Für Frührentner gilt: 

  • Ein Hinzuverdienst bis 450 Euro pro Monat ist in der Regel steuerfrei, wenn der Arbeitgeber den Mini-Job pauschal versteuert. Frührentner sollten aber in jedem Fall den Hinzuverdienst mit ihrem Rentenversicherer besprechen.

  • Ein Hinzuverdienst ab 450 Euro pro Monat muss versteuert werden, es sei denn, Hinzuverdienst und Altersrente übersteigen nicht den Grundfreibetrag.

  • Der Hinzuverdienst ab 6.300 Euro pro Jahr führt zu einer Kürzung der Frührente.

Ein Beispiel:
Klaus hat sich entschlossen, bereits vier Jahre vor dem gesetzlichen Renteneintrittsalter etwas kürzer zu treten und in den Ruhestand zu gehen. Ihm war bewusst, dass seine Rente dadurch gekürzt wird und er hat dies eingehend mit seinem Rentenberater durchgerechnet. Seit 2010 erhält er eine vorgezogene Altersrente von 10.000 Euro im Jahr. Davon muss er 60 Prozent versteuern, also 6.000 Euro. Damit liegt er deutlich unter dem Grundfreibetrag von 8.820 Euro und muss keine Steuern zahlen.
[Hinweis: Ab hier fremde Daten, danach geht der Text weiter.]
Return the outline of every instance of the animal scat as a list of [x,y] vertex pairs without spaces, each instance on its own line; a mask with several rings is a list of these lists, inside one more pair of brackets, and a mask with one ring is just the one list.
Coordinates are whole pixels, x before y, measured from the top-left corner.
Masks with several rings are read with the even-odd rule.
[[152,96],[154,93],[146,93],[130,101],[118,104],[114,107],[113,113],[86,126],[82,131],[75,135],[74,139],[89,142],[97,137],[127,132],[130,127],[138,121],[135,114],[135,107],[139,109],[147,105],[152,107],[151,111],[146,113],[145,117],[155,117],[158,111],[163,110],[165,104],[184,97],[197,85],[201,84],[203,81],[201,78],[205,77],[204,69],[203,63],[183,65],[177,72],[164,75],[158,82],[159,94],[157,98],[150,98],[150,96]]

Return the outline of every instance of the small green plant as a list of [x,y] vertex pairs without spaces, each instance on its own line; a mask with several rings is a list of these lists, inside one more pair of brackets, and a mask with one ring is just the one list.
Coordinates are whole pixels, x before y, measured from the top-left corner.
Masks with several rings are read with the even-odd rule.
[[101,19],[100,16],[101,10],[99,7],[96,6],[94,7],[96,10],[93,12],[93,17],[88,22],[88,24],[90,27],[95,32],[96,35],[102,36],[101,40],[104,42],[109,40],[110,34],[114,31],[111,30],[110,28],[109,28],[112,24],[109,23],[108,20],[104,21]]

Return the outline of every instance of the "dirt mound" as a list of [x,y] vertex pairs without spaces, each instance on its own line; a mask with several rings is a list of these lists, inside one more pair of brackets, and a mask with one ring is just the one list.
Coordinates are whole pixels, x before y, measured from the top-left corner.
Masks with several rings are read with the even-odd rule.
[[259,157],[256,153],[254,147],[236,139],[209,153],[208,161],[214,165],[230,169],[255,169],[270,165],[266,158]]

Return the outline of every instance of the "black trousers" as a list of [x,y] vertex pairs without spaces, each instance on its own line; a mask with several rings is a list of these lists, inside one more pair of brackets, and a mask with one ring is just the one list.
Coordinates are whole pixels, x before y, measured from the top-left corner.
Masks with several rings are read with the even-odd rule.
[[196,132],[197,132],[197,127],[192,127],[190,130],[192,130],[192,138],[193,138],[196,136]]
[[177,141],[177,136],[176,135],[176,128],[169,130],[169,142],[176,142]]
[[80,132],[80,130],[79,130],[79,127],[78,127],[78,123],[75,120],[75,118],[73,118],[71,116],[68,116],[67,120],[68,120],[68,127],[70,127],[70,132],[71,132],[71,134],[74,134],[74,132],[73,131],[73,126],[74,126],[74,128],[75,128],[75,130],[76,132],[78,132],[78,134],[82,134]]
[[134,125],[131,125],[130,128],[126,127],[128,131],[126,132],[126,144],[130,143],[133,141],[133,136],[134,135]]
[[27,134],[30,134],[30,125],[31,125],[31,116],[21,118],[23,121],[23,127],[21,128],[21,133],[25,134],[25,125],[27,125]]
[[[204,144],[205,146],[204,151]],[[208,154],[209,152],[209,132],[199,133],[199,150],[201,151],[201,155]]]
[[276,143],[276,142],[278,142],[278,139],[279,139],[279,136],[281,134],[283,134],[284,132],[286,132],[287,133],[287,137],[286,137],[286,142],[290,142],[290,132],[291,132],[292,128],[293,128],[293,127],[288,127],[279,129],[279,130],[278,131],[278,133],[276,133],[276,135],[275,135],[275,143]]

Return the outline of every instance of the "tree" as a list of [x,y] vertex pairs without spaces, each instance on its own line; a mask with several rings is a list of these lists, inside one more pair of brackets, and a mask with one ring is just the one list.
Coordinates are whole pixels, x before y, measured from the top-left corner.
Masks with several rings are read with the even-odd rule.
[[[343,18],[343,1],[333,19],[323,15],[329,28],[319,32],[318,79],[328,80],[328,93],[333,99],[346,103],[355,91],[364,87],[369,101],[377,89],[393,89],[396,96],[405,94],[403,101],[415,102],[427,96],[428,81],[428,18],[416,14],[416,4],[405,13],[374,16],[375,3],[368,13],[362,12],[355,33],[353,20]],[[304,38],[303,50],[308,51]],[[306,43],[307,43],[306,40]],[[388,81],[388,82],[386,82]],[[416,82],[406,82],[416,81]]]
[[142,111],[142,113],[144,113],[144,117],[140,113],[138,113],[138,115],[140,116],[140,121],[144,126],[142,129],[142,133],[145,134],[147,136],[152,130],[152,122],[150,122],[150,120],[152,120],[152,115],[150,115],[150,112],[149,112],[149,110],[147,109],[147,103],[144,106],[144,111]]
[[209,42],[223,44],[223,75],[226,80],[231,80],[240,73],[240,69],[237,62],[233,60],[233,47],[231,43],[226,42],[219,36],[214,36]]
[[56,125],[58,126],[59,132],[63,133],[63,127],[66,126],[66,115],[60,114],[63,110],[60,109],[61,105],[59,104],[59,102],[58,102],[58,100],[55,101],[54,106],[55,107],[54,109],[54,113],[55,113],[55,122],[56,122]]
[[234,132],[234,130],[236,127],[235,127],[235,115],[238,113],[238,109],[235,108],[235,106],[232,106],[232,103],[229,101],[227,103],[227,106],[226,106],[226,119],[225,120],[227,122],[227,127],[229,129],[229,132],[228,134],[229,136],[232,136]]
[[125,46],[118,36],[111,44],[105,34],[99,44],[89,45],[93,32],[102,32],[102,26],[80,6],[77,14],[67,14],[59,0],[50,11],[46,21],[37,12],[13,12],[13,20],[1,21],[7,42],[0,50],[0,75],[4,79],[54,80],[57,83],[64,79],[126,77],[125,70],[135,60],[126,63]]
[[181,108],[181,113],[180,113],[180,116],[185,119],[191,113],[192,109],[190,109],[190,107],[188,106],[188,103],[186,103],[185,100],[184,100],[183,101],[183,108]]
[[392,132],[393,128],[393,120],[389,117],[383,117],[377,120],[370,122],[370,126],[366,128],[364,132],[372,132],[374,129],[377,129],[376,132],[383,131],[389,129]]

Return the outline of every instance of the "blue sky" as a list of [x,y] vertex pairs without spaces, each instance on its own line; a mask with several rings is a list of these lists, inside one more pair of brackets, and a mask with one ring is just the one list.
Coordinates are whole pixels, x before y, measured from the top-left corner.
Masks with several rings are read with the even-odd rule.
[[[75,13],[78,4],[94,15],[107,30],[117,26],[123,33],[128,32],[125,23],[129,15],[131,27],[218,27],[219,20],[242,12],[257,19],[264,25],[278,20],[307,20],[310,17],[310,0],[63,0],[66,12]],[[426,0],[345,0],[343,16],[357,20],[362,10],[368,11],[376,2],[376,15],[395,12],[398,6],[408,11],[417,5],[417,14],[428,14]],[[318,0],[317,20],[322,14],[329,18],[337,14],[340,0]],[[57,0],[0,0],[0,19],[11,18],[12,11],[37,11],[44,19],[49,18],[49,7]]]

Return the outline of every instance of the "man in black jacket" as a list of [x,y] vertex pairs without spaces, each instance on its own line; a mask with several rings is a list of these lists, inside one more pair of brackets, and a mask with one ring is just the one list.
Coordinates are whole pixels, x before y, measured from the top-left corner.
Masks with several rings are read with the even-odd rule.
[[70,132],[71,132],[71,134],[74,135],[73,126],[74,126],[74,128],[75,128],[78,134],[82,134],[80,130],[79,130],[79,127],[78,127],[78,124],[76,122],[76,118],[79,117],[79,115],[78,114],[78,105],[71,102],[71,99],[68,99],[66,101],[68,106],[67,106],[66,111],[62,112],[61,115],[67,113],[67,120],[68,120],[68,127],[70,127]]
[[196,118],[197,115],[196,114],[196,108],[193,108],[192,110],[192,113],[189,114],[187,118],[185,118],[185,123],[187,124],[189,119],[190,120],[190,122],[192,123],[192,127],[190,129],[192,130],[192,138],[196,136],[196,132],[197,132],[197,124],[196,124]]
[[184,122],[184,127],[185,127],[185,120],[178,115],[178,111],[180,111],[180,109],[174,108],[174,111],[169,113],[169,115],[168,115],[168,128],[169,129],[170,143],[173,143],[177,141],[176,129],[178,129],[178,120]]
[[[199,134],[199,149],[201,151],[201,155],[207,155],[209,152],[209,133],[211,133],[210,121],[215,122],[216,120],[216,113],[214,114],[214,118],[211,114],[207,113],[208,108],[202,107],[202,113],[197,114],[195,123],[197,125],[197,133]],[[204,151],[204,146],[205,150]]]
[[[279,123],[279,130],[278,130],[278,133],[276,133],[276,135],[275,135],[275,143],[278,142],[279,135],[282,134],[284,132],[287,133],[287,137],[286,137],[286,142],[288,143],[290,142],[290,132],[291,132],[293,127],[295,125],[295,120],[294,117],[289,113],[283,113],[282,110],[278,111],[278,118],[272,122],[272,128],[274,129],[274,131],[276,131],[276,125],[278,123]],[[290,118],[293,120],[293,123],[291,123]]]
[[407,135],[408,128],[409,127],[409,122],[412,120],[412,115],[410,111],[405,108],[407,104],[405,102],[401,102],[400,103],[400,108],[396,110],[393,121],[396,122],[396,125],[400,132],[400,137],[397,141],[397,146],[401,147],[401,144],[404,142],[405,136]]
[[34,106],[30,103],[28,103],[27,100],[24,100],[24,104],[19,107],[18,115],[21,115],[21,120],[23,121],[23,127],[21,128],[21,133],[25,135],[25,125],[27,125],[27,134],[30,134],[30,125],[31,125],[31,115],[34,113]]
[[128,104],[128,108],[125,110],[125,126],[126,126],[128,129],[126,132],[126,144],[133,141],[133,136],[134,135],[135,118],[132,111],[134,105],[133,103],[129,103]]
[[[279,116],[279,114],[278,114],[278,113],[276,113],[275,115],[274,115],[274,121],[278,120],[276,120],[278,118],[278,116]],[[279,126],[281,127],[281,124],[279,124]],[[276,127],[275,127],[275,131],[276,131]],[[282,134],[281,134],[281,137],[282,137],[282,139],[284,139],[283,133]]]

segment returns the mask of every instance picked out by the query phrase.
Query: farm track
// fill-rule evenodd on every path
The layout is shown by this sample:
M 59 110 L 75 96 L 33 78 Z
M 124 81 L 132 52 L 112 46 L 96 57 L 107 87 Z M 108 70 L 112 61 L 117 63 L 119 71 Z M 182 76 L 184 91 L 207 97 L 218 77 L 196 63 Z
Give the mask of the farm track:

Klaus möchte sich jedoch etwas hinzuverdienen und entschließt sich, ab und zu in seiner alten Firma auszuhelfen. Im ersten Jahr übersteigt sein Einkommen nicht die Grenze von 6.300 Euro. Wie mit der Rentenberatung besprochen, wirkt sich sein Zuverdienst nicht auf seine Frührente aus. Er muss auch keine Steuern zahlen, da der Arbeitgeber den Verdienst pauschal mit zwei Prozent versteuert. Klaus hat monatlich 450 Euro mehr zur Verfügung.

Die Arbeit macht ihm Spaß und im zweiten Jahr hilft er öfters aus. Sein Zusatzeinkommen beträgt jetzt 700 Euro im Monat. Das hat zweierlei Auswirkungen: Zum einen muss das Zusatzeinkommen nun versteuert werden. Zum anderen wird seine Frührente gekürzt. Klaus überlegt daher, ob er die Arbeitsstunden reduzieren soll, um wieder unter die 6.300 Euro Hinzuverdienstgrenze im Jahr zu kommen.

Übrigens:

Würde Klaus eine Rente wegen Erwerbsminderung beziehen, müsste er jeden Zuverdienst, auch einen Mini-Job, bei der Deutschen Rentenversicherung melden. Auch eine Rentenkürzung müsst er voraussichtlich in Kauf nehmen.

Für alle, die eine Witwenrente, Witwerrente oder Waisenrente beziehen, gelten beim Hinzuverdienst ebenfalls besondere Regeln. Die Rente von Witwen wird beispielsweise nur dann gekürzt, wenn das Einkommen bestimmte Freibeträge übersteigt.   

Weitere Informationen zu den Hinzuverdienstgrenzen, erhalten Sie bei der Deutschen Rentenversicherung.